Seçim sonuçlarına AKP perspektifinden bakıldığında, bu başarısızlığın nasıl telafi edileceği üzerine bir planlama yapıldığı açıkça görülecektir. Bizzat Kılıçdaroğlu tarafından defalarca davet edilmesine rağmen kamuoyu önünde herhangi bir tartışma programına katılmayı reddeden Erdoğan’ın sözde “siyasette yumuşama” adı altında Özgür Özel ile görüşme talebinde bulunması da bu planın bir parçasıydı çünkü AKP cenahı, bu görüşmeden CHP seçmeninin rahatsız olacağını biliyordu.
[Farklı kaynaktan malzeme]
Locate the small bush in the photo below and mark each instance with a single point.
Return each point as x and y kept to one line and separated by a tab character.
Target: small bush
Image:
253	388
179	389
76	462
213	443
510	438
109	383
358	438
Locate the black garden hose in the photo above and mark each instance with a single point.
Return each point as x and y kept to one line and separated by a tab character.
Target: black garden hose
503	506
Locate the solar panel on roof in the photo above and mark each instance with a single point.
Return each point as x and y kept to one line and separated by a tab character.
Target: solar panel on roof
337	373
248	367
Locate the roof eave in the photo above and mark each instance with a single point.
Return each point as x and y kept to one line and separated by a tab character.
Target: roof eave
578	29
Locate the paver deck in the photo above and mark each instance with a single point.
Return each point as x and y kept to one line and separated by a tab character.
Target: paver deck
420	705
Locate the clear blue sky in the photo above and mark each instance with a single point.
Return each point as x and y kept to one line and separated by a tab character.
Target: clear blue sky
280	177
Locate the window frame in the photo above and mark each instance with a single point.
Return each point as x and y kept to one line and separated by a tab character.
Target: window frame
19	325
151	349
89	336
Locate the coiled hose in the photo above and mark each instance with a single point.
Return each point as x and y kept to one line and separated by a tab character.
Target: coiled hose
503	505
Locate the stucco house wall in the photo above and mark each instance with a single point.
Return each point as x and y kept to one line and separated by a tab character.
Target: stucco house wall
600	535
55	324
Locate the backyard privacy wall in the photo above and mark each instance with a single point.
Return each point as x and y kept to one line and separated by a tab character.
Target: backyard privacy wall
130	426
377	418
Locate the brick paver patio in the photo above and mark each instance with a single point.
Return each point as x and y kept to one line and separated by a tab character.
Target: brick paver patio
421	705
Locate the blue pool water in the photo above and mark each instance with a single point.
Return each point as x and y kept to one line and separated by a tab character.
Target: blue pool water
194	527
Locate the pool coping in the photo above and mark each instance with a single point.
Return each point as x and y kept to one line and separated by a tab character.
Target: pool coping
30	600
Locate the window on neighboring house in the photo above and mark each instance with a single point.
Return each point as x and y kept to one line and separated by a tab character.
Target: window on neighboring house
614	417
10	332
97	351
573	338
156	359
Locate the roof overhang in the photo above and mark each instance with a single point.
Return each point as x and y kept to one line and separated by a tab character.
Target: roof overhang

Genel başkan koltuğuna oturduğu günden beridir somut bir siyaset çizgisi belirleyemeyen Özgür Özel, zaten büyük bir düş kırıklığı yaratmıştı. Erdoğan ile görüştüğü konulara dair somut bilgilerin kamuoyu ile paylaşılmaması, başlıklarla yetinilmesi ve bu görüşmeden hemen sonra parti içine yönelik eleştirel açıklamalarda bulunması, kısa sürede eleştirilerin odağında ki isim oldu. İşte AKP’nin görüşme talebi de bunun üzerine kuruluydu. Yani CHP seçmeninin görüşmeden rahatsız duyacağını, parti içinde tartışmaya ve hatta cephelerin oluşacağını biliyorlardı. Nitekim öyle de oldu, üç ay içinde eleştirilerin odağı haline gelirken bu görüşmeden kârlı çıkan AKP oldu.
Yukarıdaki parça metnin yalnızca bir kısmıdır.